Joseph Baroldi, the Executive Vice President and Chief Business Officer of Ionis Pharmaceuticals (NASDAQ: IONS), reported the sale of 5,619 shares of the company's common stock on April 16, 2026, according to a Form 4 filed with the Securities and Exchange Commission. The shares were sold at a weighted average price of $74.56, producing proceeds of $418,952. Reported sale prices spanned from $74.12 to $75.01.
The filing also shows that on the same date Baroldi had 10,837 shares vest and be released in connection with a Restricted Stock Unit award. Those vested shares were recorded at a price of $0.0 for a reported total value of $0, in line with the mechanics of the award documentation.
The disposition was carried out as an automatic sale to satisfy required tax withholding obligations under the 2011 Equity Incentive Plan Restricted Stock Unit Agreement and Grant Notice. After the transactions, the filing states Baroldi directly owns 46,535 shares of Ionis common stock and that his spouse indirectly holds 4,347 shares.

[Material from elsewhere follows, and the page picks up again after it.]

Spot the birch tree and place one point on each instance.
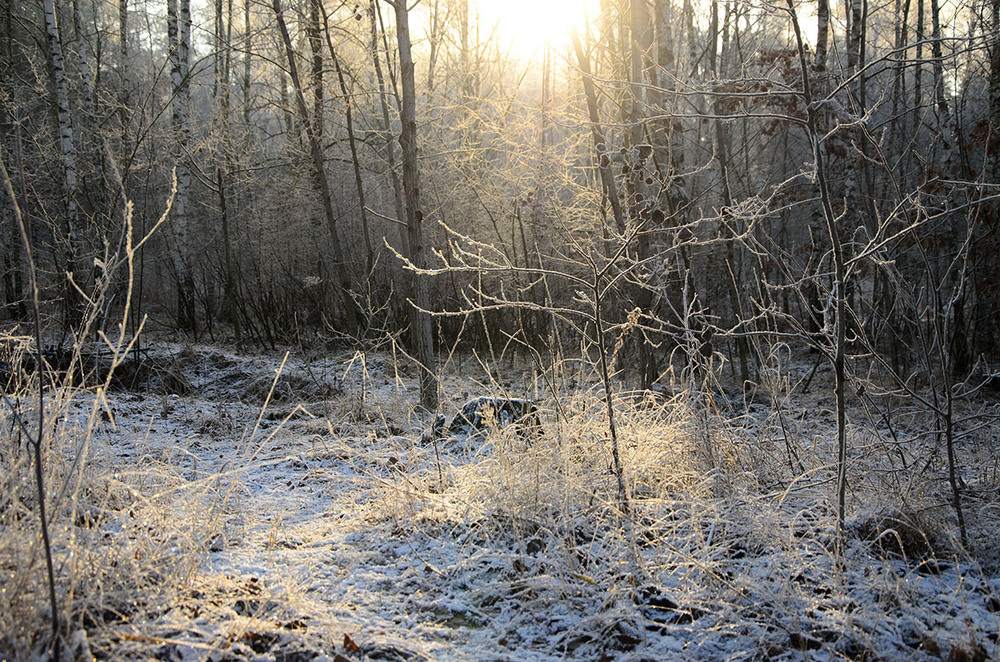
(420, 320)
(179, 40)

At the time of the reported sale, Ionis shares were trading at $75.71, representing an approximate 167% increase over the trailing 12-month period. Independent analysis cited in the filing, from InvestingPro, characterizes the stock as appearing overvalued relative to its Fair Value. The company also has an earnings report scheduled 12 days out, on April 29, according to the same analysis.

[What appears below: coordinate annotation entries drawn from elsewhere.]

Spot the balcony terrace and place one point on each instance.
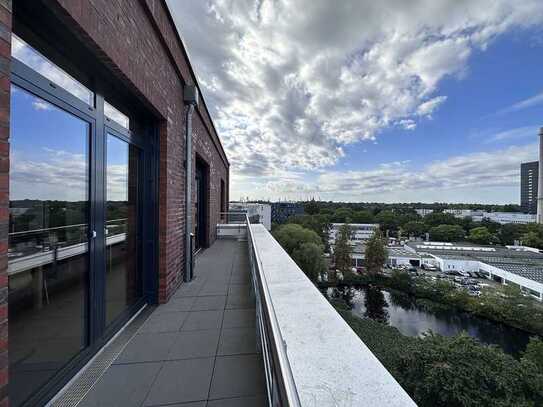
(249, 330)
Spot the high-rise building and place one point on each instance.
(529, 178)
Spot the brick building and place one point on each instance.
(93, 124)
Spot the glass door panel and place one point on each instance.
(48, 241)
(123, 282)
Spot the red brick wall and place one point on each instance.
(138, 42)
(5, 56)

Analyst activity and regulatory context
The Form 4 filing and attendant corporate updates come amid several broker-dealer actions and regulatory milestones related to Ionis' drug Tryngolza. Barclays raised its price target on Ionis to $106 from $95 while maintaining an Overweight rating, a move noted as following the company's announcement of a $40,000 price for Tryngolza. RBC Capital reiterated an Outperform rating with a $95 price target and highlighted the drug's relevance to severe hypertriglyceridemia (sHTG) and familial chylomicronemia syndrome (FCS) indications.

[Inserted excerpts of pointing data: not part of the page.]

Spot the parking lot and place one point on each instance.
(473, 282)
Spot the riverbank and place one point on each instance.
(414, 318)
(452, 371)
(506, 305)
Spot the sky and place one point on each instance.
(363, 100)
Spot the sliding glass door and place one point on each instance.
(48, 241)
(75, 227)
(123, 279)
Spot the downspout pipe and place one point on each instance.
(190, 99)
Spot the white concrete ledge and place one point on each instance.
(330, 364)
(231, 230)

Raymond James initiated coverage of Ionis with an Outperform rating and a $104 price target, citing a stronger-than-expected sHTG readout. H.C. Wainwright reaffirmed a Buy rating and set a $120 price target after regulatory developments in Europe for Tryngolza. The European Medicines Agency validated an indication extension for Tryngolza in severe hypertriglyceridemia, with that action described as supported by data from pivotal Phase 3 trials. William Blair also reiterated an Outperform rating, commenting that the $40,000 wholesale acquisition cost for Tryngolza is higher than originally guided but still lower than a competitor’s listed pricing.
Collectively, these pricing and regulatory updates are presented in filings and commentary as a period of strategic pricing decisions and regulatory progress for Ionis Pharmaceuticals.
What the filings emphasize
- The sale of 5,619 shares was executed at a weighted average price of $74.56 for total proceeds of $418,952, with prices ranging from $74.12 to $75.01.
- Simultaneously, 10,837 restricted stock units vested and were released with a reported price of $0.0 and a total recorded value of $0.
- The share sale was an automatic disposition intended to cover tax withholding obligations under the company's 2011 Equity Incentive Plan Restricted Stock Unit Agreement and Grant Notice.
The public filings provide specific ownership figures after the transactions and document the sequence of events without offering commentary on motives beyond the mechanical tax-withholding rationale stated in the agreement.